さすらうサラリーマンが、亜細亜のこと、ロックのこと、その他いろいろ書いてみたいと思ってますが、どうなることやら。

奈良時代

2023年03月24日 | Books
今日も、天気悪いけど、気温は高い。
週末どうなるか。



本書は、本屋で見つけてすぐゲット。
あまりにも、ダイレクトな書名でどうかなと思ったが、集大成的な本で、面白かった。
といっても、帯にある天平文化の話は、あまり出て来ず、ほとんどが奈良時代の政変劇について。

奈良時代については、正史である続日本紀にまとめられているのだが、当然、当時の支配者に有利なことしか書かれておらず、同時代の別の記録や、発掘成果から、真実を推理する作業が必要になる。
そして、本書は、著者である木本氏が推理した結果を、基本的な部分の紹介も含めて説明してくれる。

最近の本では、記紀が藤原氏に有利なように書かれ過ぎていて、藤原氏悪人説を強調する本が多いように思うが、本書では、聖武天皇無能説が基軸になっているように読める。
聖武天皇というと、奈良時代のど真ん中に、東大寺を作るなど、功績のあった天皇というイメージがあるが、本書では、自分で何も決められず、特に、後継者を指定しなかったことが、後の大きな混乱を招いたとする。
確かにそうで、特に、平城京に都を戻すまでの混乱や、死後の様々な政変の原因を作ったのが聖武天皇と言われると、反論が難しい。

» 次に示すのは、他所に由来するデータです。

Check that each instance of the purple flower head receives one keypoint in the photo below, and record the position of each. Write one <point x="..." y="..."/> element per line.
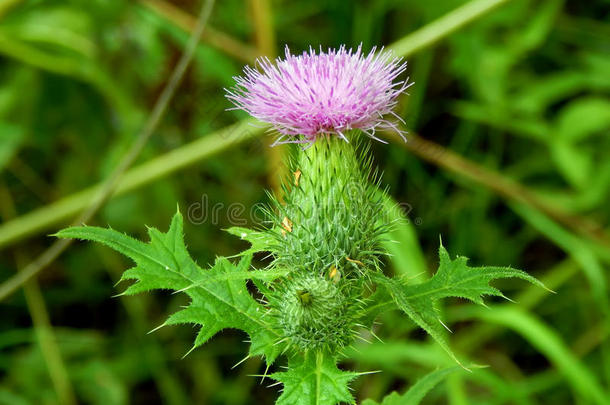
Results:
<point x="325" y="93"/>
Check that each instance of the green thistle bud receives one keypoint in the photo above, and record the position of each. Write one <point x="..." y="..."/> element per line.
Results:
<point x="330" y="215"/>
<point x="315" y="313"/>
<point x="327" y="232"/>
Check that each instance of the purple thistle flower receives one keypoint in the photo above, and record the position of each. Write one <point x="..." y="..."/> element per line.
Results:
<point x="326" y="93"/>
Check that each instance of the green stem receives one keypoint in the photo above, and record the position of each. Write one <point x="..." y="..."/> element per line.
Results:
<point x="48" y="217"/>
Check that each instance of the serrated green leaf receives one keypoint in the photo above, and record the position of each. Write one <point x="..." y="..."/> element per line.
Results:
<point x="454" y="278"/>
<point x="259" y="241"/>
<point x="417" y="392"/>
<point x="314" y="380"/>
<point x="219" y="297"/>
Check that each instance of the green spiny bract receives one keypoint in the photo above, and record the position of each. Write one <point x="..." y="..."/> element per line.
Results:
<point x="330" y="215"/>
<point x="327" y="233"/>
<point x="316" y="313"/>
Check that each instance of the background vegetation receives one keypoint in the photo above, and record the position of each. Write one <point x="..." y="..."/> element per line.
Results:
<point x="511" y="97"/>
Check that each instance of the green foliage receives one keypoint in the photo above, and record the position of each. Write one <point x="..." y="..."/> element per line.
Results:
<point x="416" y="393"/>
<point x="522" y="90"/>
<point x="314" y="380"/>
<point x="454" y="278"/>
<point x="219" y="297"/>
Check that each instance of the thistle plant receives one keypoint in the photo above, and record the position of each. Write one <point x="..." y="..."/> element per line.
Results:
<point x="324" y="284"/>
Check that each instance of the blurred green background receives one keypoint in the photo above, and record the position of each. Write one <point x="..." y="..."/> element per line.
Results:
<point x="514" y="107"/>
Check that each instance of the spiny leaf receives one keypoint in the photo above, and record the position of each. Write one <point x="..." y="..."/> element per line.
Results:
<point x="219" y="297"/>
<point x="259" y="241"/>
<point x="314" y="380"/>
<point x="453" y="279"/>
<point x="416" y="392"/>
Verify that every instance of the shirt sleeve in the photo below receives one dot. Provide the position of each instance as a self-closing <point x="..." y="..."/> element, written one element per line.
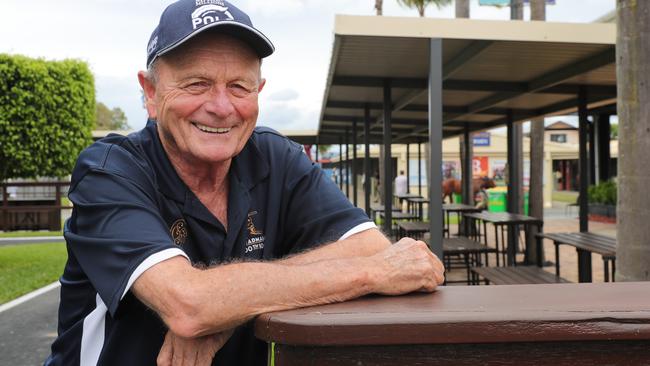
<point x="317" y="211"/>
<point x="116" y="231"/>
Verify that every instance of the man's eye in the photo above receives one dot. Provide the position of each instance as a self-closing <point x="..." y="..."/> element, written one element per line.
<point x="198" y="85"/>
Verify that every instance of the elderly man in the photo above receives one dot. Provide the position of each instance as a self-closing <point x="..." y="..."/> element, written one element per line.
<point x="175" y="227"/>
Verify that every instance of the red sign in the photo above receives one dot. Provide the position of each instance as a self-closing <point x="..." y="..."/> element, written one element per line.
<point x="480" y="166"/>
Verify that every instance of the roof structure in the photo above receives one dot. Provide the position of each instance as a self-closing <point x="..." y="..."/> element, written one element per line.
<point x="492" y="71"/>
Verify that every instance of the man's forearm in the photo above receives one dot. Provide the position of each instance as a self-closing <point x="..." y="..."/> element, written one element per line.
<point x="362" y="244"/>
<point x="220" y="298"/>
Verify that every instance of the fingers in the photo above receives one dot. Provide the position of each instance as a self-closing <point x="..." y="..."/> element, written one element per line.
<point x="165" y="354"/>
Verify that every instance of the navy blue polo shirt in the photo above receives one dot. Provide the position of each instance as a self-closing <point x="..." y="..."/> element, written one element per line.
<point x="132" y="211"/>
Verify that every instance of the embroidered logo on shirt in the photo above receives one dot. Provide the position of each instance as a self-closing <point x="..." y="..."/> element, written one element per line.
<point x="179" y="232"/>
<point x="256" y="237"/>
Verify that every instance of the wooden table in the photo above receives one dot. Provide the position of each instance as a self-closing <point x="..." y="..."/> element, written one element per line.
<point x="559" y="324"/>
<point x="459" y="209"/>
<point x="375" y="209"/>
<point x="396" y="217"/>
<point x="412" y="229"/>
<point x="504" y="220"/>
<point x="585" y="244"/>
<point x="417" y="202"/>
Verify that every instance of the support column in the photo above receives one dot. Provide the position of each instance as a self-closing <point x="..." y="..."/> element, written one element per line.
<point x="354" y="163"/>
<point x="347" y="162"/>
<point x="513" y="187"/>
<point x="420" y="168"/>
<point x="408" y="169"/>
<point x="435" y="142"/>
<point x="592" y="150"/>
<point x="366" y="159"/>
<point x="388" y="166"/>
<point x="467" y="192"/>
<point x="583" y="163"/>
<point x="340" y="177"/>
<point x="603" y="131"/>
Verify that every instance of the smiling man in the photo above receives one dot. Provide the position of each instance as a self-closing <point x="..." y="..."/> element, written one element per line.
<point x="184" y="231"/>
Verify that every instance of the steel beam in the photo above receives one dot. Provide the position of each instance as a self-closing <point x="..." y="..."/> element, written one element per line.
<point x="435" y="142"/>
<point x="347" y="162"/>
<point x="388" y="166"/>
<point x="582" y="162"/>
<point x="366" y="160"/>
<point x="354" y="163"/>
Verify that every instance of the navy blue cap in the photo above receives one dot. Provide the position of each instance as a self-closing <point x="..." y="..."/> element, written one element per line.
<point x="185" y="19"/>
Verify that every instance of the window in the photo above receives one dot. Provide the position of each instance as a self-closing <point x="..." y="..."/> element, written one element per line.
<point x="555" y="137"/>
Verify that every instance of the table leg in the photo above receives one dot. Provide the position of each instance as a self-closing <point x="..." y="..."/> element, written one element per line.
<point x="584" y="265"/>
<point x="557" y="258"/>
<point x="496" y="242"/>
<point x="512" y="245"/>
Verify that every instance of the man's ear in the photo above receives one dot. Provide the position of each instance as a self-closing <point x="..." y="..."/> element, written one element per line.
<point x="149" y="90"/>
<point x="261" y="86"/>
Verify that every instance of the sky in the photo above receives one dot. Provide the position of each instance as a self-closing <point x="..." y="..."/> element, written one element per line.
<point x="111" y="35"/>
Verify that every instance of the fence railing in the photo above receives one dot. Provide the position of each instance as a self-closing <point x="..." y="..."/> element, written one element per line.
<point x="26" y="207"/>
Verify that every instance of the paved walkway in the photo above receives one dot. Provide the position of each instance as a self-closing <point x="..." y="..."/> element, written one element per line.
<point x="28" y="330"/>
<point x="31" y="240"/>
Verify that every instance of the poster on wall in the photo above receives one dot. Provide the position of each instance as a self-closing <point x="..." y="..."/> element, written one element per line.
<point x="480" y="166"/>
<point x="450" y="169"/>
<point x="498" y="170"/>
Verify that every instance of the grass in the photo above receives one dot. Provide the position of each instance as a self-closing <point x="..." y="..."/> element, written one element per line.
<point x="27" y="267"/>
<point x="20" y="234"/>
<point x="565" y="196"/>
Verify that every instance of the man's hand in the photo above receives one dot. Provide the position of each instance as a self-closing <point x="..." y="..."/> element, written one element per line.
<point x="407" y="266"/>
<point x="179" y="351"/>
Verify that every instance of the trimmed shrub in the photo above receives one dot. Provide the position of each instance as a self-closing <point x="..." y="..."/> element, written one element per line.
<point x="47" y="110"/>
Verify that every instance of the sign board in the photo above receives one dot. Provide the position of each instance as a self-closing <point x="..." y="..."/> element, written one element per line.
<point x="507" y="2"/>
<point x="481" y="139"/>
<point x="480" y="166"/>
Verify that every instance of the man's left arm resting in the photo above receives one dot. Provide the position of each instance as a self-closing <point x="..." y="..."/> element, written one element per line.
<point x="362" y="244"/>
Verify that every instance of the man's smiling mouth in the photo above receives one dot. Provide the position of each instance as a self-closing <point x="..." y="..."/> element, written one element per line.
<point x="207" y="129"/>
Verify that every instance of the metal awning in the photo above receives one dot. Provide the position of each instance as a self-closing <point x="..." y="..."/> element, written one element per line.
<point x="490" y="69"/>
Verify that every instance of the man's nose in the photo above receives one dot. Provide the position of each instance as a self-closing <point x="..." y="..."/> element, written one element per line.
<point x="219" y="103"/>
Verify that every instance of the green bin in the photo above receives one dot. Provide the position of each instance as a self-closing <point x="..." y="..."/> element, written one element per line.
<point x="497" y="201"/>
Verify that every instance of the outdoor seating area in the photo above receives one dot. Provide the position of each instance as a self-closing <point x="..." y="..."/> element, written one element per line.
<point x="424" y="102"/>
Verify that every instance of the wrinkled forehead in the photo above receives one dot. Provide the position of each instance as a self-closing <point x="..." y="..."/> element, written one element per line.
<point x="208" y="44"/>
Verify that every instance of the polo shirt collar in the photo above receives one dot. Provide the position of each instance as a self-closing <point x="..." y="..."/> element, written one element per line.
<point x="248" y="169"/>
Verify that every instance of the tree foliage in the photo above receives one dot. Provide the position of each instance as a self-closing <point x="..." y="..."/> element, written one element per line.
<point x="47" y="109"/>
<point x="420" y="5"/>
<point x="110" y="119"/>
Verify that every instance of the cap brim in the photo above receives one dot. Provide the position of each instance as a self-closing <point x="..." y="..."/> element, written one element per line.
<point x="251" y="36"/>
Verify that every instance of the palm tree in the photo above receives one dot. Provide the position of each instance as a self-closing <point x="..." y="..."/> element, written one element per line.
<point x="462" y="8"/>
<point x="422" y="4"/>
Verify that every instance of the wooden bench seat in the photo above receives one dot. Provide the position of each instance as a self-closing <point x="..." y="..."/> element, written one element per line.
<point x="521" y="275"/>
<point x="585" y="244"/>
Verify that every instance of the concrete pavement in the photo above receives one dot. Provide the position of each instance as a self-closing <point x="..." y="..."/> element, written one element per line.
<point x="28" y="329"/>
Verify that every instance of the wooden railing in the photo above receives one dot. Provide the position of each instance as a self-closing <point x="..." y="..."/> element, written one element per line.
<point x="31" y="212"/>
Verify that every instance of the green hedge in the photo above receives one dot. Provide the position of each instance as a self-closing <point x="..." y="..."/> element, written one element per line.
<point x="604" y="193"/>
<point x="47" y="110"/>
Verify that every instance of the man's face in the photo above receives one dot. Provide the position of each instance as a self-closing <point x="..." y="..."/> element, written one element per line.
<point x="205" y="99"/>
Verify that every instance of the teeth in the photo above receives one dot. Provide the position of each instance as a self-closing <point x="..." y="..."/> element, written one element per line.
<point x="212" y="129"/>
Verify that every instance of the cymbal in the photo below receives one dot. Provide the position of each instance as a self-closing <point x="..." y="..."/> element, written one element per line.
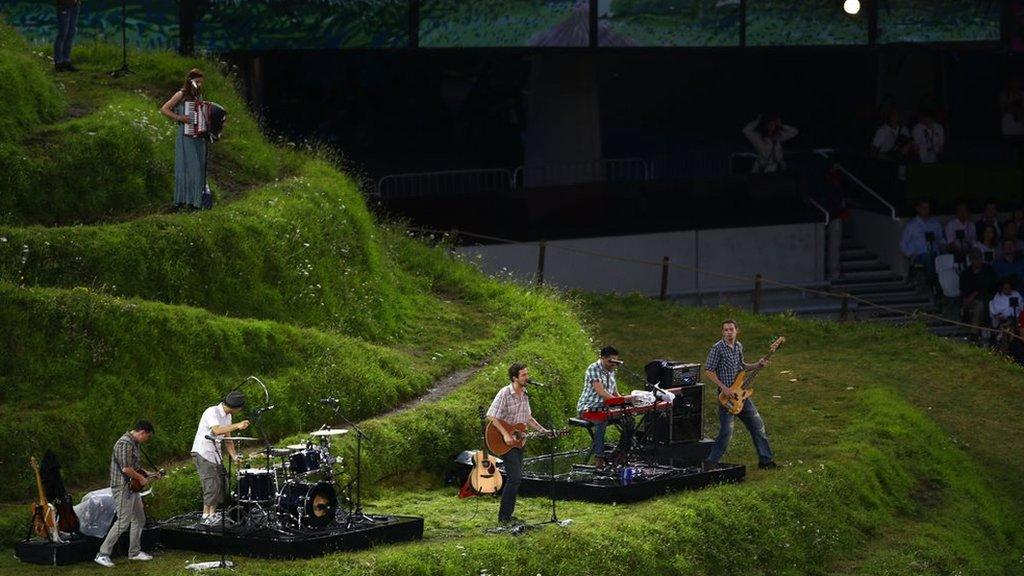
<point x="329" y="432"/>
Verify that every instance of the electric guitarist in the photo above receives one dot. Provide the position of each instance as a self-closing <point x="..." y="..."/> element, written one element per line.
<point x="511" y="406"/>
<point x="725" y="362"/>
<point x="125" y="466"/>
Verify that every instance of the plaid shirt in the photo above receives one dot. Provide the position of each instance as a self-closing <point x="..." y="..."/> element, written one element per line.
<point x="726" y="363"/>
<point x="511" y="407"/>
<point x="125" y="454"/>
<point x="589" y="398"/>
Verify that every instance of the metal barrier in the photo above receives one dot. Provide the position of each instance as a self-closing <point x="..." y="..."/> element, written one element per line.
<point x="451" y="182"/>
<point x="607" y="169"/>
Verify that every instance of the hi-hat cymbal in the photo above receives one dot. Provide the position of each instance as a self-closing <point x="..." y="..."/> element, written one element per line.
<point x="329" y="432"/>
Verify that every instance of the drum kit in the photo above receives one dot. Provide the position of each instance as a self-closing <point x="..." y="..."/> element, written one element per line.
<point x="297" y="485"/>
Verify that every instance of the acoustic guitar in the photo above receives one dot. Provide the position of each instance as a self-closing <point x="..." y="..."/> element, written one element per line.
<point x="484" y="478"/>
<point x="136" y="486"/>
<point x="496" y="441"/>
<point x="44" y="518"/>
<point x="742" y="385"/>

反乱と言えば、恵美押勝の乱が最大のものとして思い浮かぶが、一般的には、藤原仲麻呂(恵美押勝)が悪者と捉えられている。
ところが、本書では仕掛けたのは、権力奪回を狙う孝謙太上天皇側で、仲麻呂がその罠に落ちたという解釈をしている。
藤原仲麻呂は、それなりの施政も行っていたし、鑑真の招聘による仏教の普及にも貢献があったとする。
つまり権力争い=単なる政変というわけだ。

それにしても、この短期間の間に、これだけの政変が起こっていたというのは、異常で、まだ天皇を中心とした体制が定まっておらず、群雄割拠の世界から、秩序だった世界へ移る過渡期であったことがうかがえる。
その歴史上の登場人物たちの直筆の文書などが、正倉院に残されたというのも、一方で、奇跡。
三谷幸喜が次に大河ドラマを作るとすれば、奈良時代と言っていたのも、うなずける(ドラマとしては、面白いが、天皇制についての疑念につながるようだと難しい?)。

奈良時代のどろどろした人間模様をうまくまとめてくれている。